Post-script notes from 2nd viewing:
- After Seb and Mia dance and she answers the call from Greg, Mia holds the fob to her chin again despite her earlier banter with Seb about it - she heeds him - and her car beeps.
- When Mia answers the call from Greg, the upward lilt in her voice evokes Mary's pitch and cadence answering Sam's phone call in It's a Wonderful Life. Both scenes depict the revelation of raw attraction between the central male and female characters.
- Mia had been seeing Greg for a month when Seb and Mia got together. She describes Greg as "sweet".
- The schedule for Mia's big break in Paris was rehearsal for 3 months and film shoot for 4 months.
- In the epilogue, Mia says she and David will see Natalie's "it" "back" in NYC and they "don't miss this" referring to the traffic jam, which implies Mia lives in NYC now. I guess she met her husband and daughter in a hotel (Chateau Marmont) room, not an apartment.
- The epilogue doesn't indicate at all what David does besides being a husband and father, but if they normally live in NYC, then he and their daughter traveled to LA with Mia, so maybe they are together all the time.
- La La Land's seasons are obviously a relationship arc metaphor. While we can guess-timate how much time passes from scene to scene, in terms of a timeframe, even besides the 5-year jump to the epilogue, the movie's sectional seasons are likely not close to 3-month seasonal blocks, except the beginning "winter" corresponds with the Christmas holiday season according to the decorations, play list, and dialogue at Lipton's. Otherwise, the weather, attire, background, and dialogue don't indicate annual seasonal changes in the rest of the movie.

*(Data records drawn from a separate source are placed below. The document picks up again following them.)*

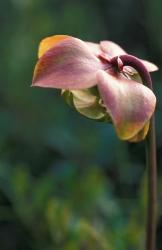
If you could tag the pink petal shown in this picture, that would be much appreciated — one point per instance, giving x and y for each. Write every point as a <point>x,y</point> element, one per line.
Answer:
<point>111,48</point>
<point>150,66</point>
<point>129,103</point>
<point>70,64</point>
<point>95,48</point>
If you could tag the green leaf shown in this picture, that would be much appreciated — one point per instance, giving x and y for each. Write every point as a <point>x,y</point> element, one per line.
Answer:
<point>87,102</point>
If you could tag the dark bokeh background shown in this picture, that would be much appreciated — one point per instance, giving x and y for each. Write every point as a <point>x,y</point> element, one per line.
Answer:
<point>66,182</point>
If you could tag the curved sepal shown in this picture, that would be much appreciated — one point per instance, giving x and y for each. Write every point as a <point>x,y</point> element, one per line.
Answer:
<point>129,104</point>
<point>67,65</point>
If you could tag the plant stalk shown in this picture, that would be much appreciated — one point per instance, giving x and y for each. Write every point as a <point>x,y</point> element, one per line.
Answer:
<point>128,60</point>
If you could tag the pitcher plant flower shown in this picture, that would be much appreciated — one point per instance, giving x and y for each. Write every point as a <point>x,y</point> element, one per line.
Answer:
<point>96,86</point>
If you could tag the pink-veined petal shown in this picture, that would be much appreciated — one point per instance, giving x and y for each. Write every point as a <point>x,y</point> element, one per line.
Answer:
<point>113,49</point>
<point>70,64</point>
<point>129,103</point>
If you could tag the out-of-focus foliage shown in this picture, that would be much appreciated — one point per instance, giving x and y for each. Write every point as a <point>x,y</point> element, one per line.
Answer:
<point>66,182</point>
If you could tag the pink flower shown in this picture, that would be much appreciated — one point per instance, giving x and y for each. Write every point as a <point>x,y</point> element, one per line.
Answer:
<point>76,66</point>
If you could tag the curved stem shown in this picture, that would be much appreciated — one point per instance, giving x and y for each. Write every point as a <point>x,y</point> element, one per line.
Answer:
<point>128,60</point>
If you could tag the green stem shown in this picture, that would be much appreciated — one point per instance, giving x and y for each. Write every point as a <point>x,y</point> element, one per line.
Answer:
<point>128,60</point>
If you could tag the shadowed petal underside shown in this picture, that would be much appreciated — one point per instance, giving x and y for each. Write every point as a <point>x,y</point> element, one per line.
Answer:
<point>129,103</point>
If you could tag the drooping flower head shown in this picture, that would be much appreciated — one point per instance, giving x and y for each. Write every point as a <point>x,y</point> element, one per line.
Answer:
<point>89,81</point>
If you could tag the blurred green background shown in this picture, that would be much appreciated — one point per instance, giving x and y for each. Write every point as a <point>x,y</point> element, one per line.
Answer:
<point>66,182</point>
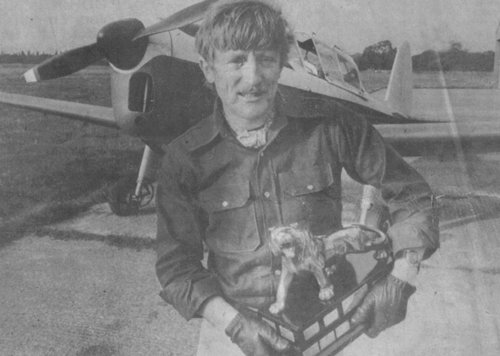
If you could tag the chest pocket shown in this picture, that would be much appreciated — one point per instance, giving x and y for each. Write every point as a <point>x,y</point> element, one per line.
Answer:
<point>311,196</point>
<point>232,224</point>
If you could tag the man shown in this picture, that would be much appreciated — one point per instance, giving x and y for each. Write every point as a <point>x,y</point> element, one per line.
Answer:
<point>249,167</point>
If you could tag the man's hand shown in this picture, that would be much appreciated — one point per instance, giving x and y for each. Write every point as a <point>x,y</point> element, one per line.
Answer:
<point>256,338</point>
<point>385,305</point>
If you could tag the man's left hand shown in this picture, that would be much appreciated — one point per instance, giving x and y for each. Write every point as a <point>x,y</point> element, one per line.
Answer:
<point>385,305</point>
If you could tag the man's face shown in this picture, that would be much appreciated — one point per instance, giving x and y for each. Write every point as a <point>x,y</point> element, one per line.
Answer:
<point>246,82</point>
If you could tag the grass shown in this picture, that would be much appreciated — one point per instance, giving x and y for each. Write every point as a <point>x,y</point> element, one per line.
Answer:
<point>52,168</point>
<point>375,80</point>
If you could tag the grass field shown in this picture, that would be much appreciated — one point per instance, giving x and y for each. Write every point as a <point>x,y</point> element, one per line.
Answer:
<point>51,167</point>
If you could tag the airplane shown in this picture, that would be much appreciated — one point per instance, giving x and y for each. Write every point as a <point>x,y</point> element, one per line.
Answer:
<point>157,91</point>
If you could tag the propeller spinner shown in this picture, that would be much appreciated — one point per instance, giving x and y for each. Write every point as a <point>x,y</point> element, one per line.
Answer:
<point>115,42</point>
<point>123,43</point>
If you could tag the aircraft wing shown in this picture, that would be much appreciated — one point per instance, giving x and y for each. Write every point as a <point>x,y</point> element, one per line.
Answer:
<point>99,115</point>
<point>436,138</point>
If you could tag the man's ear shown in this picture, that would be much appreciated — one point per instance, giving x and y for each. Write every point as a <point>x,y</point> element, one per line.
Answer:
<point>207,69</point>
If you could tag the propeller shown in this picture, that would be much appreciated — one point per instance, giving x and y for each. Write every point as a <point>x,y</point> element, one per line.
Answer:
<point>180,19</point>
<point>115,42</point>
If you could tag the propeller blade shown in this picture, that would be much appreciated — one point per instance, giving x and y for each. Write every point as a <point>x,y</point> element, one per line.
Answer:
<point>180,19</point>
<point>65,63</point>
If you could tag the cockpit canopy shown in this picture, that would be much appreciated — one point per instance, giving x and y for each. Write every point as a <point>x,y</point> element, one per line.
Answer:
<point>322,61</point>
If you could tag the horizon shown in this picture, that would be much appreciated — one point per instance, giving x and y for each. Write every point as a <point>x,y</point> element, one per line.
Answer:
<point>51,25</point>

- Mia definitely left Seb and Seb is definitely in love with her. Seb plays their song at the photo shoot. At the theater, he's desperate to catch up with her, tries to see her tomorrow at her place (presumably with her 3 roommates) when she says she's going home, and begs her to allow him to make it up to her for missing her one-woman show. Mia's "don't help me" seems to be blame for convincing her to put on her show, as opposed to anger at him over missing her show, their physical separation due to Keith's band, or their argument. She leaves him with "all of this" of her Hollywood dream.
-The subtext of their argument was he had modified his ambition to love her but she was unwilling to modify her ambition to love him, in that she wouldn't go away from her theater practice to visit him on the road. She bristled at his suggestion with the accusation he was compromising his dream, which he confirmed with an articulation of her fear. Going on the road with him represented compromising her dream, like he later didn't go with her to Paris.

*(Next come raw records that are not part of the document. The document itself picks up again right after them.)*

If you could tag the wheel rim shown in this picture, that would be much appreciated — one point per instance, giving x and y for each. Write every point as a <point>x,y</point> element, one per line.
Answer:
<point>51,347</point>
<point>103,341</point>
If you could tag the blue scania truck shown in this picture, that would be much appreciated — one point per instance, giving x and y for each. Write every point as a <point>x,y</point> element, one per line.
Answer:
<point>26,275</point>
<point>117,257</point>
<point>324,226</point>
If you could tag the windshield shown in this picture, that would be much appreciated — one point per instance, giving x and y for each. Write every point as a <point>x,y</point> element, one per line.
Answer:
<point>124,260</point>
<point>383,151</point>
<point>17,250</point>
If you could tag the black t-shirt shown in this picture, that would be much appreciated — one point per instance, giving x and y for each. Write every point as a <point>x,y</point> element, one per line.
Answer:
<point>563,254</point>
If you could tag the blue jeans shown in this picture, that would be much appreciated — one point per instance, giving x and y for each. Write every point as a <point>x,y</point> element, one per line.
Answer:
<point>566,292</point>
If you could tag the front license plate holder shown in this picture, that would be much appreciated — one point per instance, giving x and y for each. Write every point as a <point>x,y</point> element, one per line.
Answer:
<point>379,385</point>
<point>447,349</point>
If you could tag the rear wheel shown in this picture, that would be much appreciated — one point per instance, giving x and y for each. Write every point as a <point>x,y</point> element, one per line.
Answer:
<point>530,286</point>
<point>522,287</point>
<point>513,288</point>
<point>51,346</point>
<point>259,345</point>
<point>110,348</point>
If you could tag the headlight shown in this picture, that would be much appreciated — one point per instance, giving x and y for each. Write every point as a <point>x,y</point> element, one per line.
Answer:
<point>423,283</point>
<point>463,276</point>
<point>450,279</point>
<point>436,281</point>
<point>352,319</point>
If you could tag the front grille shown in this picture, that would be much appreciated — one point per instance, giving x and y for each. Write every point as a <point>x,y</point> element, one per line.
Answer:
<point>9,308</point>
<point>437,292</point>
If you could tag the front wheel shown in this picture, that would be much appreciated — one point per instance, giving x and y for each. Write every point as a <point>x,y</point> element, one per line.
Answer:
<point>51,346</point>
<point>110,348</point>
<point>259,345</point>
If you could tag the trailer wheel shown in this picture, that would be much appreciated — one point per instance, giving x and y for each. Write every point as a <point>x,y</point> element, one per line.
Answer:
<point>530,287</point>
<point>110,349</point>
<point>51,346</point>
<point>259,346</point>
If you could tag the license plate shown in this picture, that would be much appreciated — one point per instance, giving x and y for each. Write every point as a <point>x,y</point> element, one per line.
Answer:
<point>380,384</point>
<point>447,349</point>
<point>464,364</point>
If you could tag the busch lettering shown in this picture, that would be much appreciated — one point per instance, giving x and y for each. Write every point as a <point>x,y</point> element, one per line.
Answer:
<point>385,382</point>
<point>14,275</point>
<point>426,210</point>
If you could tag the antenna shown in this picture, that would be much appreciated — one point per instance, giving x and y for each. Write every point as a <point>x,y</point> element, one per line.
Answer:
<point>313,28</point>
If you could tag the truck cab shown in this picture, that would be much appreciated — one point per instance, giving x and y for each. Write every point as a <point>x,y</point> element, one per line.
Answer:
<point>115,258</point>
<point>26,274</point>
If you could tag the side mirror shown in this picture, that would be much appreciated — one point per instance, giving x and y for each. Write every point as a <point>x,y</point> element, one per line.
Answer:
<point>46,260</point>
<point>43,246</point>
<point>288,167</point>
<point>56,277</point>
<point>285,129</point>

-Why is Mia so nervous in the epilogue? In Casablanca, Ilsa's nervousness is understandable given how she left Rick in Paris. But Mia and Seb seemed to have an amicable parting at Griffith Park, so her Ilsa-like nervousness is unexplained. Seb's shaken reaction to seeing Mia in his club is understandable given he still loves her deeply.
-The movie seems more blocky in its story progression on a 2nd viewing with the multiple use of montages to move the plot from point to point. The portrayal of the deterioration of their relationship is more rushed and less developed than their attraction and coming together. The movie shows strain in their relationship, but not in a way that satisfactorily explains why they broke up. The soul connection of their song implies true love, but the portrayal of their break-up implies he loved her for her but she only loved him for his dream.
-Classic? My 2nd impression is no. I was less impressed with La La Land in my 2nd viewing. I still like the movie, but in contrast to, say, Grease, I don't feel enthused about seeing La La Land again. The opening scene is still impressive, but after that, the showpiece numbers are good, but they're not classic-level memorable. The pedestrian dancing of the two leads and Gosling's mediocre singing stood out more. The movie flags after Sebastian and Mia pair-bond at Griffith Observatory. The happy couple montage is charming, but the montage itself heralds the movie becoming more blocky with the story becoming more rushed and less developed the rest of the way.